Nobody was prouder than artistic director Daniel Roseberry, the sole American in the room. His team had worked against the clock to finish the singer’s outfit in just five days. Fortunately, they still had a bust with Gaga’s measurements left over from when she wore custom-made Schiaparelli for her Las Vegas residency in 2019.
The performer navigated the steps of the U.S. Capitol in platform boots and a 13-foot-wide skirt in washed red silk faille, worn with fitted jacket in navy cashmere and topped with an oversize gilded brooch shaped like a dove carrying an olive branch (and not a mockingjay, as the Twitterverse speculated).
It marked a major coup for Roseberry, who after 10 years at Thom Browne in New York City joined Schiarapelli in 2019. He has since dressed celebrities including Beyoncé at the 2020 Golden Globes, and Kim Kardashian, who wore a green leather six-pack bodice with a draped and knotted silk skirt on Christmas Eve.
As he geared up to present his spring collection at Paris Couture Week on Monday, Roseberry talked to WWD about how Lady Gaga’s dress was born, and what it meant to him to play a small part in the historic events in Washington, D.C.
WWD: I hear that Lady Gaga had several dresses under consideration for her inauguration performance. You must have been on tenterhooks waiting for her to come out.
Daniel Roseberry: We heard from the courier when we gave them the destination address, they were like, “Oh, we have a lot of packages going to that location this weekend.” So we knew, and they were really upfront with us, too, that we were part of a group. There were a lot of contenders, I guess, so you never know. And there was a photo that was leaked the day before, because she was doing a rehearsal, and it was taken from really far away and I saw it, so I knew we had a good chance.

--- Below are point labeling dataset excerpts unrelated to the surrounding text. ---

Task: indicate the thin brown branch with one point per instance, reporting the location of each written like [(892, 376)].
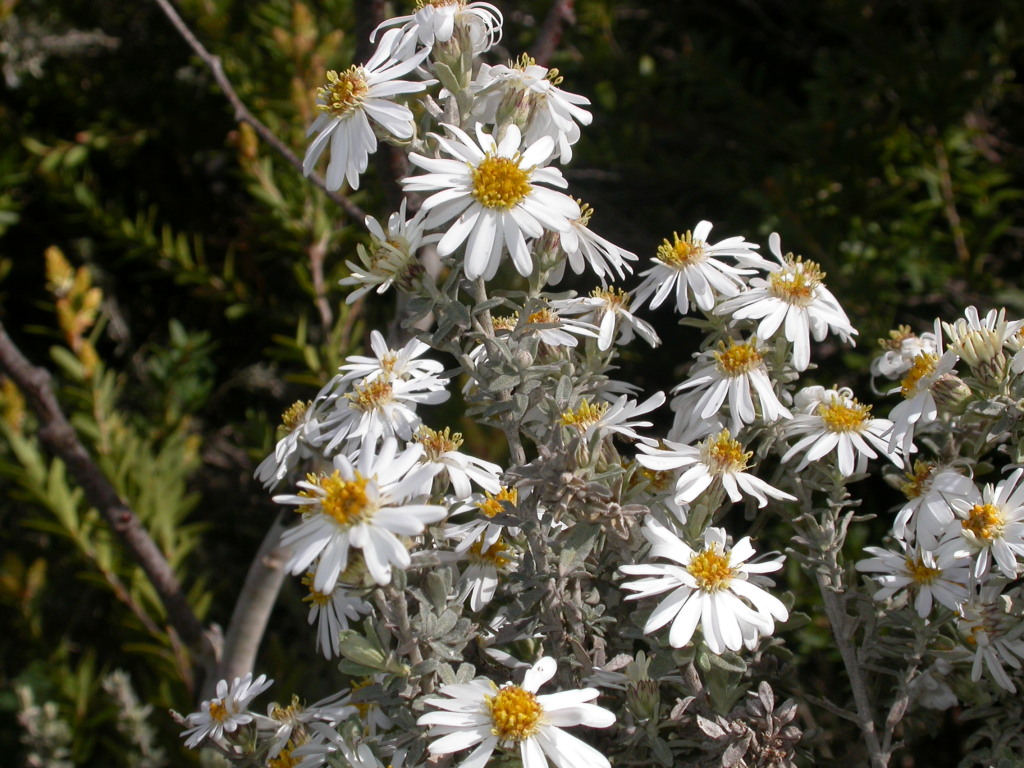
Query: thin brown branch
[(58, 435), (243, 114), (550, 36)]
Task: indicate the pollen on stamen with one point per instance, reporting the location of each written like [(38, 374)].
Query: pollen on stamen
[(711, 569), (984, 521), (492, 505), (924, 365), (515, 714), (738, 357), (500, 182), (797, 282), (682, 252), (343, 91), (723, 454), (921, 573), (844, 417)]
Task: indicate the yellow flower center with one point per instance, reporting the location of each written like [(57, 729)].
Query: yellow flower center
[(218, 711), (722, 454), (543, 315), (437, 443), (493, 555), (500, 182), (293, 415), (493, 504), (844, 417), (920, 572), (615, 297), (924, 365), (711, 569), (985, 521), (314, 597), (343, 92), (344, 501), (797, 282), (585, 415), (514, 714), (682, 252), (372, 395), (918, 481), (737, 358)]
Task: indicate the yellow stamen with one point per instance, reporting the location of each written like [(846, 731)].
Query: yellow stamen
[(682, 252), (343, 92), (344, 501), (843, 417), (920, 572), (797, 282), (585, 415), (924, 365), (500, 182), (985, 521), (515, 714), (738, 357), (722, 454), (493, 504), (711, 569)]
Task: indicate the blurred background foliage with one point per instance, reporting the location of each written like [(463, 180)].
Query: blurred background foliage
[(180, 279)]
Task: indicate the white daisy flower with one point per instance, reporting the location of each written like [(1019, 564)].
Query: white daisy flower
[(617, 417), (993, 528), (392, 364), (482, 528), (482, 716), (461, 470), (735, 371), (900, 349), (531, 89), (585, 248), (690, 267), (843, 425), (720, 460), (993, 630), (332, 612), (711, 588), (931, 491), (436, 20), (366, 506), (226, 713), (934, 576), (928, 375), (793, 298), (348, 101), (608, 309), (494, 189), (390, 259)]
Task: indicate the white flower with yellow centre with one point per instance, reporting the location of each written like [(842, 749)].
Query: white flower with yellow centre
[(366, 505), (719, 460), (793, 298), (932, 576), (732, 374), (839, 423), (482, 716), (712, 588), (346, 104), (993, 527), (436, 22), (691, 268), (227, 712), (493, 190)]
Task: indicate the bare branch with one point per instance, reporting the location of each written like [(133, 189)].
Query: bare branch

We all gathered here and watched it on the TV, and the whole team was shocked, and it was incredible. I’m the only American here, so it was this really special dynamic between them, knowing what it meant to me to be able to be a part of that moment. I just get emotional, because it was so special for me personally.
WWD: What did it mean to you to have a hand in this particular inauguration?
D.R.: I had been a part of the Thom Browne inauguration because I worked on Michelle Obama’s second inauguration coatdress, and so I had experienced more secondhand what it was like to participate in a moment where fashion can kind of transcend itself. But it’s so different this time, just because it was so personal. I felt, like a lot of Americans over here, sort of helpless watching everything go down and my heart just breaking from afar. It was healing in and of itself for me to go through a creative process that would be even in consideration for the moment. And obviously, I’m a huge fan of hers, and so blown away by the gall and the gumption to get up there and meet the moment like that. So to put clothes on the back of somebody who is that brave, and that courageous, is also so inspiring. But I was so nervous. My heart was in my throat. It was just an amazing honor.
WWD: Everyone’s eyes were on the bird brooch. What symbols did you want to put into the outfit?
D.R.: All that she said was that she wanted to imbue the look with meaning. That was a week and a half ago, when we got the brief, and so I just went and sketched in my studio downstairs. We sent a few different options, but that was the only message that I felt worked, because originally the brief was “all white.” And so I was thinking, OK, all white with a gold dove.
That was an image that I associate with my mom, so it just was a really instantaneous kind of natural idea that she really loved. But as far as the political part, like the colors, I think that that was more a reference to the flag than to the party colors.
For me, the message was one of healing.
WWD: How did you get the dress made in less than a week?
D.R.: We had extra hands come on to finish [the spring haute couture collection] and then we had our best hands on [Lady Gaga’s dress] around the clock.
I don’t think there were any alterations. And that was the second time: when we did the Kim Kardashian thing, it was also done without a fitting. And I’m just so blown away by the skill here, because to be able to do that with no alterations is so insane.
They’re just so gifted here. I’m so proud of the work that has been achieved.